Psychic Telephone · 55
Joanie
Not sure what Psychic Telephone is all about? Check out our first and second posts for an introduction to the project. And read our first post about Joanie here.
These things Joanie experiences, with her mental health, her intuitive and spiritual paths, she doesn’t think that—she doesn’t deal well with facts, or truths. She deals well with like, everything is purely subjective all the time. As a writer, she knows telling the truth is important. But facts and truths don’t play much of a role in her life as a human being. Well, obviously they do. But they don’t matter to her as much.
She thinks anyone who says they’re psychic is fucking looney tunes, you know? But she also thinks sometimes looney tunes is true, and sometimes looney tunes is fact. She doesn’t know what to tell you. There’s always room for something fuzzy about it, this fuzz around the whole thing. The fuzz on a tennis ball is like three millimeters, this very small amount. But that actually—it sometimes makes it impossible to tell when a ball is in or out. If it hits the line, if it doesn’t hit the line. There’s always something fuzzy.

And what she would say is, as part of her theater and comedy training, she has studied a lot of clowning, different clown traditions. And there’s a type of French poetic clowning, post-1960s, that’s derivative of Jacques Lecoq’s work. Not like a birthday or circus clown. Sort of like the Cirque du Soleil clowns, but without the commercialism. And a lot of the training has to do with removing the layers of armor that we build up from the time we’re children in order to not be hurt by the world. Say when you were in first or second grade, you found something that blew your mind, the coolest thing ever—a little dinosaur figurine. And you couldn’t wait to share it with everyone, you were so excited. So you put it in your pocket and you got on the bus. A dinosaur in your pocket!

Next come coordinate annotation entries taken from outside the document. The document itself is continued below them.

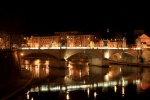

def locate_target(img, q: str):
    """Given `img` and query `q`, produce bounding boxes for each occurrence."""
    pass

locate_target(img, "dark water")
[7,62,150,100]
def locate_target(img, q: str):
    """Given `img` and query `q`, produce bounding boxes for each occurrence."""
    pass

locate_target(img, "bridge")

Then one of your friends, or all of your friends, said, That’s dumb. That’s stupid. That’s for babies. Nobody likes plastic dinosaurs. And in that moment you went, Nobody likes little plastic dinosaurs. Of course it’s stupid, it’s for babies. And part of you shattered. And another part built a castle and a wall and a moat and a drawbridge, and all of this armor around your heart that said, This is never going to happen to me again. And as we go through our lives, we build more and more walls, more and more armor.
So a lot of the clown training, she says, is chipping away at that armor so that you become your truest, most childlike self, who can love the thing you love whether anybody cares or not. The training hammers that into your head. She often asks her students, young writers and artists, What were you doing when you were four, five years old? When you were playing in the backyard, before the world hurt you so bad? What was the thing you were doing, that you loved? She tells them to figure that out, and figure out what that looks like now, as an adult. And show us that.

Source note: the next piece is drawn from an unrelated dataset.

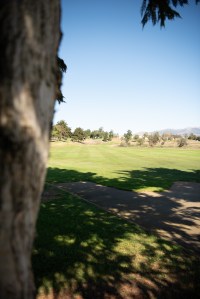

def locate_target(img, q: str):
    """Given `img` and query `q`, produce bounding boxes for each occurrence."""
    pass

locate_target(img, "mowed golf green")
[47,142,200,191]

And what Joanie was doing at that age, what brought her the most joy, was having conversations with her imaginary friends. And she thinks it’s not helpful to say these imaginary friends are all make-believe. She has worked her entire adult life to remove those police from her brain. The process of receiving and transmitting information as a medium has no space for doubt. Or for grown-up uncertainty. Just as in her acting, her comedy, her teaching. It’s all just trying to live outwardly and concretely as her childlike self. And when she does that, there’s no room for the outside world to ask her whether a thing is true, or fact, or real or not real. Because what she does know is that the things she does, things that result from inhabiting her truest, most childlike self—they change people’s lives. Concretely.